時をよく用いなさい。今は悪い時代なのです。だから、無分別な者とならず、主の御心が何であるかを悟りなさい。

新約聖書 エフェソの信徒への手紙 5章16,17節

蒋淳吉によるメッセージ

今日は、私たちクリスチャンの「霊的な敏感さ」について考え、皆様と共に恵みを分かち合いたいと思います。

初めに一つ、たとえ話をご紹介しましょう。

ある町に、「太郎さん」という人がおりました。

ある日のこと…太郎さんの住むその町に、大雨が降り始めました。

太郎さんは、いつものように家にいたのですが、町の人たちがやって来て、こう言いました。

「太郎さん、こんなところで何しているんですか?

危ないですから、早く逃げてください!」

しかし、彼は言いました。

「大丈夫です。神様が私を守ってくださいます。

それに、まだ神様から「逃げろ!」と言われていません。

本当に危なくなったら、神様が教えてくださいます。」

やがて、近所の川から溢れた水が、1階のリビングまで入ってきました。

太郎さんは仕方なく、2階の部屋に移動しました。

しばらくすると、今度は、二階の部屋の窓の向こうに、救命ボートに乗った消防隊員が現われました。
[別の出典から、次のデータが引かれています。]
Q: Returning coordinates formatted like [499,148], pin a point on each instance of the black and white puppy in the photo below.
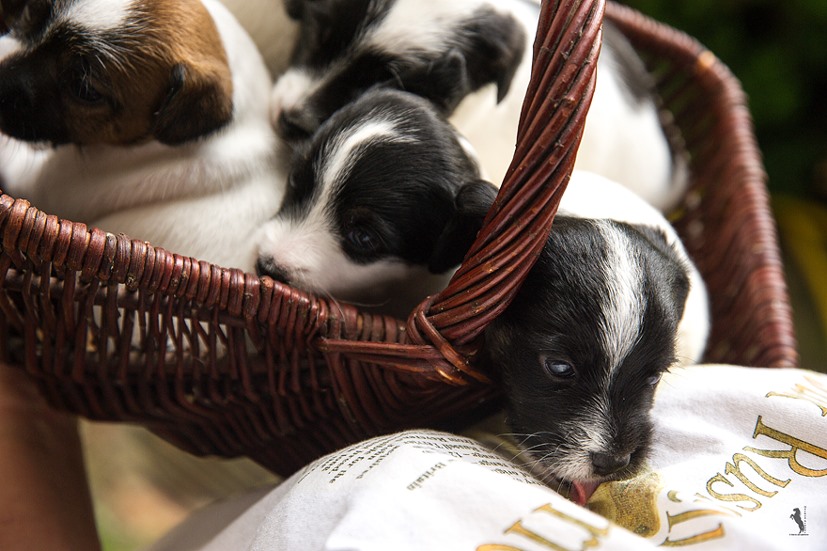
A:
[611,304]
[370,214]
[384,197]
[472,58]
[144,118]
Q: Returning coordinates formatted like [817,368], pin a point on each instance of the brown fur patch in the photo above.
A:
[138,69]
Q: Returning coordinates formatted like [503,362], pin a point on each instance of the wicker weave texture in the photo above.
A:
[222,362]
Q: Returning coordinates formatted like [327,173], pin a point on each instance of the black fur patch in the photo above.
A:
[486,47]
[557,314]
[397,194]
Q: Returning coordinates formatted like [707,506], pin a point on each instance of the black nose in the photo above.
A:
[609,463]
[292,125]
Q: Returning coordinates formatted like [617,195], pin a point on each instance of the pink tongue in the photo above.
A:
[580,492]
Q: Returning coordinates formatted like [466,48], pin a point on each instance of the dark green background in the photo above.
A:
[778,49]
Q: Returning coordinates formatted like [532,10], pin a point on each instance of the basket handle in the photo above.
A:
[444,329]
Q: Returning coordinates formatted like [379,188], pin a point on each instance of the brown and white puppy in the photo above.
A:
[150,117]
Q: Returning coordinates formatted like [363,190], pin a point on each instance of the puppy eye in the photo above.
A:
[363,240]
[558,369]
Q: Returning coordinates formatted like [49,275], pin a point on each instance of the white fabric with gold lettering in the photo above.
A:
[739,462]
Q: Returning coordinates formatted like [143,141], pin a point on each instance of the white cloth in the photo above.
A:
[736,452]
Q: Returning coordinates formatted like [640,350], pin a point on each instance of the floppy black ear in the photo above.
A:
[494,50]
[471,205]
[672,269]
[444,82]
[198,103]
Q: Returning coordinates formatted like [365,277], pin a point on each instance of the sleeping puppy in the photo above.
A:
[370,215]
[611,304]
[151,119]
[472,59]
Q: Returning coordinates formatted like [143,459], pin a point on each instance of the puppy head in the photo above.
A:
[113,72]
[375,202]
[583,345]
[439,50]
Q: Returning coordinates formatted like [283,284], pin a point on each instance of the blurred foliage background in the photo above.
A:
[778,49]
[779,52]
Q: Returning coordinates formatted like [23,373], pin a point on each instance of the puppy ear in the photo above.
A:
[198,103]
[674,271]
[495,49]
[471,205]
[444,82]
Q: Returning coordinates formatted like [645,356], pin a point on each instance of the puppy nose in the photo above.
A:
[268,267]
[608,463]
[292,125]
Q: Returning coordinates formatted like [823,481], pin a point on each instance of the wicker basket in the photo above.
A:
[232,364]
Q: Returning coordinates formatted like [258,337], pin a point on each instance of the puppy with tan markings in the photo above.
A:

「危ないから、早くこのボートに乗ってください。今、逃げないと本当に危険です!」

しかし太郎さんは、また言いました。

「大丈夫です。いつ逃げればいいか、それは神様が教えてくださいます。

でも、まだ神様からの明確なサインがありませんから、大丈夫です。」

それでも、とうとう水が2階まで上がってきたので、太郎さんは仕方なく、屋根に上りました。

すると今度は、ヘリコプターに乗ったレスキュー隊員が現れ、上からはしごを下ろしながら言いました。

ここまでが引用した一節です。